CVR Energy Inc. (CVI), the oil-refining company that was taken public in 2007 by Goldman Sachs Group Inc. (GS), should put itself up for sale to profit from higher gasoline prices, billionaire investor Carl Icahn said.
Icahn, CVR’s largest shareholder, told Chairman and Chief Executive Officer Jack Lipinski there are three to four potential buyers, according to a filing today with the U.S. Securities and Exchange Commission. Valero Energy Corp. (VLO), Tesoro Corp. (TSO), Marathon Petroleum Corp (MPC). and HollyFrontier Corp (HFC). may be interested, Eliecer Palacios, an energy sector specialist with Maxim Group LLC, said in a telephone interview.
CVR, based in Sugar Land, Texas, may sell for as much as $2.94 billion, a 25 percent premium over yesterday’s close, Sam Margolin, an analyst with Global Hunter Securities LLC in New York, said in a telephone interview today. The refineries are worth more because they can access cheaper crude being produced from shale rock formations in emerging U.S. oil fields, he said.
“The refineries are so advantaged, there would definitely be private buyers who would put up more of a premium than the public markets,” said Margolin, who rates CVR a “buy” and doesn’t own shares.

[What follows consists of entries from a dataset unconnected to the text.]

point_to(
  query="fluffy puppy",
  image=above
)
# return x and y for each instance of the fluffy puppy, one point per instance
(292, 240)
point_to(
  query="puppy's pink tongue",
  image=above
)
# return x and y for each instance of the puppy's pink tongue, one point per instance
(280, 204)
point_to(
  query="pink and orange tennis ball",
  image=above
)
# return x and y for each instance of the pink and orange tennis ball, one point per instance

Spokesmen for Valero, HollyFrontier and Marathon declined to comment. Tesoro didn’t immediately respond to a telephone message.

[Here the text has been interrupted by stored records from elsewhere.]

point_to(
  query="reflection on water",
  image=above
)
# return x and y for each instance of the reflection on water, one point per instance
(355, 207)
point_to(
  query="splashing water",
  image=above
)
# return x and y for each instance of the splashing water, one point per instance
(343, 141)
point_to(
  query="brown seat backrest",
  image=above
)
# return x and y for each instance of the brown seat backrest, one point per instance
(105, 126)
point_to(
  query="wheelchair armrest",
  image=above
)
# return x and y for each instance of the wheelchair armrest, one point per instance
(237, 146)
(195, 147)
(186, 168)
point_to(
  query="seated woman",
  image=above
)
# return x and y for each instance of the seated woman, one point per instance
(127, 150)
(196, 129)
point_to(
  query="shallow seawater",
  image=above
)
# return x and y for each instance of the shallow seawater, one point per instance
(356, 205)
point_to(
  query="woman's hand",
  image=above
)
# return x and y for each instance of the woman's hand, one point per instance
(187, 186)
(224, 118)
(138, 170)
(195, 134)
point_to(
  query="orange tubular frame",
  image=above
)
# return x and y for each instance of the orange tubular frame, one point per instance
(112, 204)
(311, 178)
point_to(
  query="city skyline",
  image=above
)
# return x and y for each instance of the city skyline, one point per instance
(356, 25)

CVR declined to comment on a potential sale. The company announced a plan yesterday to institute a dividend. The company and its board “remain focused on delivering further value to our shareholders in the future,” Steve Eames, a spokesman for the company, said in a telephone interview.
Icahn, known for investing in companies and agitating for strategic changes with management, holds a 14.5 percent stake in the company.
The company owns refineries in Coffeyville, Kansas, and Wynnewood, Oklahoma, capable of processing a combined 185,000 barrels a day. It also owns a majority interest in CVR Partners LP, which produces fertilizer.
CVR rose 2.5 percent to $27.62 at the close in New York. The company has gained 24 percent since Icahn’s stake was revealed last month. That rally may be a challenge for potential buyers, Palacios said.
Goldman Sachs and buyout firm Kelso & Co. bought CVR’s Kansas assets from Pegasus Capital Advisors LP in 2005, and took it public two years later. The Kansas plant and fertilizer mill was previously owned by Farmland Industries Inc., which filed for bankruptcy protection in May 2002.
The margin between oil costs and the price at which refiners like CVR sell fuel has risen 65 percent this year to $27.08, according to data compiled by Bloomberg. The so-called “crack spread” has widened as surging oil production in new shale fields has depressed prices relative to the global crude benchmark.
CVR’s shares don’t reflect “current high crack spreads,” Icahn told Lipinski yesterday, according to the filing. Icahn said shareholders would be better served by a sale.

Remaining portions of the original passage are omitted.